Le scientifique admet être parfois pris par le découragement. Dans sa carrière, il a été confronté à de nombreux virus mortels – Ebola, choléra... – "mais jamais je n’ai connu une épidémie qui répond aussi mal aux modèles prédictifs. Ils ne fonctionnent plus, on n’arrive pas à introduire les bonnes hypothèses, que ce soit sur le respect des gestes-barrières, le testing... L’épidémie est pernicieuse, car elle casse les codes habituels. Nos méthodes doivent être retravaillées, car des épidémies, il y en aura d’autres…"
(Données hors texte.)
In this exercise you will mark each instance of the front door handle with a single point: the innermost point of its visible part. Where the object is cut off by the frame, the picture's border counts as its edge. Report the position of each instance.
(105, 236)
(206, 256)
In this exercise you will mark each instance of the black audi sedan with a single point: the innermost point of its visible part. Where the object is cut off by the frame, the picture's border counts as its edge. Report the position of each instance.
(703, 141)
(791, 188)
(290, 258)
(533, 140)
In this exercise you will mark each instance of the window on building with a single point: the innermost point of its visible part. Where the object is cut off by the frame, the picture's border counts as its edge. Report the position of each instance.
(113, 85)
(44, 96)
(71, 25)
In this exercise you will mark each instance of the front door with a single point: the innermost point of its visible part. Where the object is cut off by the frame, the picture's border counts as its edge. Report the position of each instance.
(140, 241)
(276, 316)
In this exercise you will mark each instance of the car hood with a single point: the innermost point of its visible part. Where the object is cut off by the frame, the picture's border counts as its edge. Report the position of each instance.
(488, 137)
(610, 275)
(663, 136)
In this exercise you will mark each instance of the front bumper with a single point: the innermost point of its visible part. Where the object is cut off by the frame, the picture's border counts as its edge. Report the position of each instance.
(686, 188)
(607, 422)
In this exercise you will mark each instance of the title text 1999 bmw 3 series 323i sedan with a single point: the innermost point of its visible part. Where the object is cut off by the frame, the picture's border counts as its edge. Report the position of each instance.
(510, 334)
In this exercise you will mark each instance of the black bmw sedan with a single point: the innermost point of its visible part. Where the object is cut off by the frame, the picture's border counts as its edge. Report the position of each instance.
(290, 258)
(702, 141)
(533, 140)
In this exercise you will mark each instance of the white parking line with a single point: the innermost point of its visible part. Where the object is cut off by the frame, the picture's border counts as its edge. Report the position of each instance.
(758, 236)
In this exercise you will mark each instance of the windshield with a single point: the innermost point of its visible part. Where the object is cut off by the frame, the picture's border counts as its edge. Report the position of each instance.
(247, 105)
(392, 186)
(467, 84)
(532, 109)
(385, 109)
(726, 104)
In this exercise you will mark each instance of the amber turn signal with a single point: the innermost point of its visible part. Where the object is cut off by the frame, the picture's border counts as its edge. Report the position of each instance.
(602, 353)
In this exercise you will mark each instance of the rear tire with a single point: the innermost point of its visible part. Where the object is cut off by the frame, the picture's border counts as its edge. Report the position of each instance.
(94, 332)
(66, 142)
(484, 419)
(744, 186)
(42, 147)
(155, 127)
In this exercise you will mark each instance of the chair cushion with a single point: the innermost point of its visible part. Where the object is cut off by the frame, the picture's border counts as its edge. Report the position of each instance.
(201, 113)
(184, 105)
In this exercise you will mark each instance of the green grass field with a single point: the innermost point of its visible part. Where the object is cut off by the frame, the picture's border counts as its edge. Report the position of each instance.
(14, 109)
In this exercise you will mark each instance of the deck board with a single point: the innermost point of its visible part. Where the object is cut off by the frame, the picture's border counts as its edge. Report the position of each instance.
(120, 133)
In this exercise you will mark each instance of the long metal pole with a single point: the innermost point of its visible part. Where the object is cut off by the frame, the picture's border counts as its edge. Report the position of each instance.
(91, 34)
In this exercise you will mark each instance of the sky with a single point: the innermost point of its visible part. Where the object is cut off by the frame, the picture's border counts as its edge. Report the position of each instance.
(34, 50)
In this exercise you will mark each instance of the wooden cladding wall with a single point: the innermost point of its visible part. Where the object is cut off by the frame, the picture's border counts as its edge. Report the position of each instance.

Emmanuel André constate lui aussi cette fatigante imprévisibilité. "Quand des solutions arrivent, des bulles d’espoirs naissent et il ne faut pas sous-estimer la pression quand les sujets arrivent dans les médias. Cela ajoute aussi du stress aux gens qui gèrent la crise jour et nuit. Mais il ne faut pas avoir trop d’espoirs à court terme, ils sont souvent déçus…"

Se protéger et positiver

Yves Van Laethem admet fuir les réseaux sociaux. "J’ai un avantage: vu mon âge, je n’y suis pas du tout. Et je ne m’y intéresse pas. Pouvoir ne pas être blessé face aux attaques, ca aide aussi." Leïla Belkhir essaye de se nourrir des choses positives: "La solidarité, les encouragements, l’aide entre collègues. Je vais encore sur les réseaux sociaux, mais j’évite les commentaires. Je me protège."

Et surtout, ces experts aperçoivent le bout du tunnel. "Les vaccins, dit Yves Van Laethem. Très vite, je me suis raccroché à ce ‘machin’ dont je suis persuadé qu’il aidera à nous en sortir. C’est une petite lumière qui m’aide à continuer à avancer, qui me permet de rester optimiste."